Author: Adrienne L.
Date of Trip: April 2010
La Coruna is the second largest city in Galicia in northwestern Spain, second only in size to the port of Vigo. The city is the capitol of A Coruna province. It was the Galician capitol from 1563-1982 before that role was moved to Santiago de Compostella. La Coruna is a busy port located on a promontory in the entrance of an estuary in a large gulf on the Atlantic Ocean. It provides a distribution point for agricultural goods from the region. The land was once occupied by Phoenicians, Romans, and Moors, but Galicia has its strongest ties to its Celtic past.
La Coruna is built on a narrow strip of land jutting out of the Atlantic Ocean. This strategic location is an excellent base for excursions to Santiago de Compostella, the third holiest sight in the Christian faith, next to Jerusalem and Rome. Legend has it that Saint James came to Spain to preach the new word of the Gospel shortly after the crucifixion of Jesus Christ. He later returned to Jerusalem and was beheaded by Herod Agrippa. Two of James’ disciples removed the corpse and brought it to Padron, 20 kilometers downstream from Santiago.

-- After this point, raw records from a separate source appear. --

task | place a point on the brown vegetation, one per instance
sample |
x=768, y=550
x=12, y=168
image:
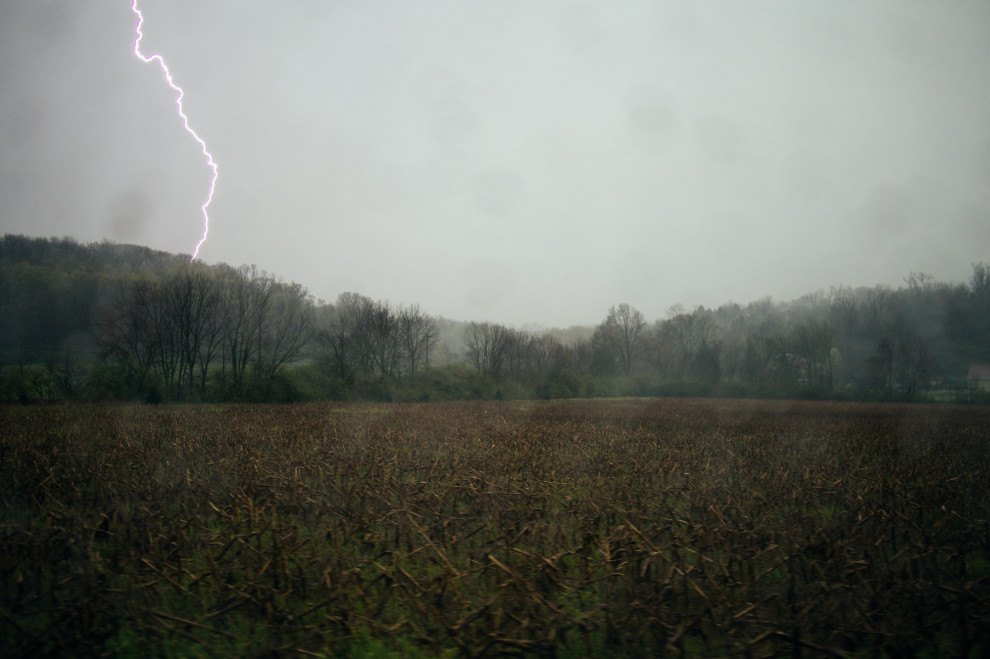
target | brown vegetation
x=693, y=527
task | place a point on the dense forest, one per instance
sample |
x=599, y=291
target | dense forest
x=103, y=321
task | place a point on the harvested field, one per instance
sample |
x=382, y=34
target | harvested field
x=572, y=528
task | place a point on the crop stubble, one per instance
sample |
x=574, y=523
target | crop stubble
x=570, y=528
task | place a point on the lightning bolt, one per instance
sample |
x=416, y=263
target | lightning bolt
x=148, y=59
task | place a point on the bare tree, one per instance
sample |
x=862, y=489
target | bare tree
x=487, y=347
x=620, y=336
x=417, y=334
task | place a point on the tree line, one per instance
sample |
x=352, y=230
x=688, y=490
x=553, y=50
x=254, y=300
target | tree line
x=106, y=321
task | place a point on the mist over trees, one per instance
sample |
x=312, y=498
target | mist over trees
x=105, y=321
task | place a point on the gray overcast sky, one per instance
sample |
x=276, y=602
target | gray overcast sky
x=513, y=160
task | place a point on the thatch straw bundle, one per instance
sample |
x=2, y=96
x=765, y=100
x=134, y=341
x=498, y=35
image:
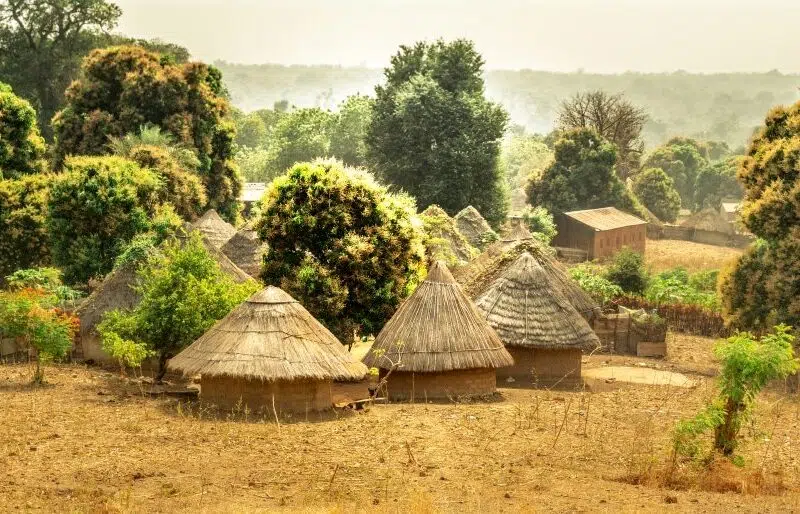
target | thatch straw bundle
x=437, y=329
x=491, y=264
x=526, y=310
x=269, y=337
x=246, y=250
x=474, y=227
x=711, y=220
x=214, y=228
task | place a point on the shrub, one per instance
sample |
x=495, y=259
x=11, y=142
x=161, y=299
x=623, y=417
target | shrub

Lost and forgotten for 750 years, a hermit who was directed by divine light to a field just outside present-day Santiago de Compostella, rediscovered the remains in AD 813. The story spread throughout Europe and a pilgrimage to Santiago began. At the height of its popularity, in the 11th and 12th centuries, the city was receiving over half a million pilgrims each year. Believing in the miraculous power of Saint James, it was thought the journey would guarantee a remission of half of one’s time in purgatory.
Despite the fact that La Coruna is an ancient city it does not have a wealth of historical and architectural monuments. The great event in the history of La Coruna occurred in 1588 when Philip II’s Invincible Armada sailed with a fleet to conquer England. Caught in a ferocious storm, most of the fleet was destroyed with only a few ships returning to Spain one month later. The spirit of Spain was badly shaken and to make matters worse, Sir Francis Drake and the English arrived one year later and devastated the town.

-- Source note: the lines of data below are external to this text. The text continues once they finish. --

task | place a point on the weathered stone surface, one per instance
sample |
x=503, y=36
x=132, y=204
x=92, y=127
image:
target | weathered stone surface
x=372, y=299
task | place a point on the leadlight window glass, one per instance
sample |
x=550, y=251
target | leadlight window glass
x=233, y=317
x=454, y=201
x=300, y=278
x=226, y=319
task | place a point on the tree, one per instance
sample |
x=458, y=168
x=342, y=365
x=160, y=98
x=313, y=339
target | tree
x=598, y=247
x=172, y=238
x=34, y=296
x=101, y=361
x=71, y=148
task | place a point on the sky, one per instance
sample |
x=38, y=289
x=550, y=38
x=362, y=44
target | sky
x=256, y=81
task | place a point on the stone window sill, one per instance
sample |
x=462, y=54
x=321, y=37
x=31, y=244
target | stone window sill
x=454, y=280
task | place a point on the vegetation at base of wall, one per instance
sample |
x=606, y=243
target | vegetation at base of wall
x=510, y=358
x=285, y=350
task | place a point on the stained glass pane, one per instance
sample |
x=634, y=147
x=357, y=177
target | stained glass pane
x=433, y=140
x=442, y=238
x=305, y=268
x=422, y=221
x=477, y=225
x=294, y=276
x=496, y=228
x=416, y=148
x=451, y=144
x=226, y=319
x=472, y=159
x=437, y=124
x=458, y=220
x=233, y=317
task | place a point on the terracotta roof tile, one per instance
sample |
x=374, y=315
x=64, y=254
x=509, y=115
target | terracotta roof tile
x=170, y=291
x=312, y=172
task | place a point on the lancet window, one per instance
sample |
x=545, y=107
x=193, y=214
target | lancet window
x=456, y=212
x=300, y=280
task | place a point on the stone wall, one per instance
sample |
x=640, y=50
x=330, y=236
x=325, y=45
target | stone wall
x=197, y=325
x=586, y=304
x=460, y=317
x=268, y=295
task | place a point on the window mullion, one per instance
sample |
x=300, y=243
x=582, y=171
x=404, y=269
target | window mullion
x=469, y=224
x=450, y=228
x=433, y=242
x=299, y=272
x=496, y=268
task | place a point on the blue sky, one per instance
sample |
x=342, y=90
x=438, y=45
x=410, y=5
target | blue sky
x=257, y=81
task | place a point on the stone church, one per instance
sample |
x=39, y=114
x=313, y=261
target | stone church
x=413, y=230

We sailed into La Coruna at 8:00 A.M. and the temperature was 68 degrees. Our prior research let us know that we could explore the city on our own, so we disembarked with map in hand. Our plan was to take a tour on one of the open-air tour buses that we had found in most cities. However, we soon found out that the buses only ran on the weekends and this was a Wednesday. So we stopped by the local tourist office to get more inside information. The Plaza de Maria Pita was a gateway into the old town section of the city where we visited numerous churches and even attended mass in one of the most beautiful Spanish churches we had ever visited. As we ventured further into the old town to get a sense the city we immediately noticed that the overall feel was medieval. There was an assortment of shops that featured contemporary attire for young and old alike. We noticed a plethora of restaurants that featured fresh seafood and cured hams. We visited several tapas bars that offered local specialties like mussels, crayfish, scallops and octopus. We also sampled the local wine such as Al Barino and beer, Estrella Galicia. Although the local people were quite friendly, we did not encounter the vying for our attention or tourist dollars that is so prevalent in other cities. It was easy to feel like a local. The weather, although warm, changed quite rapidly from sunny to rainy. Unfortunately we had left our umbrella aboard the ship and spent a fair amount of time huddling under shop awnings until we found an umbrella to purchase.
We found La Coruna to be interesting and charming. Does it have a lot to offer? Maybe for some, but our favorite Spanish cities are still Barcelona and Palma de Mallorca.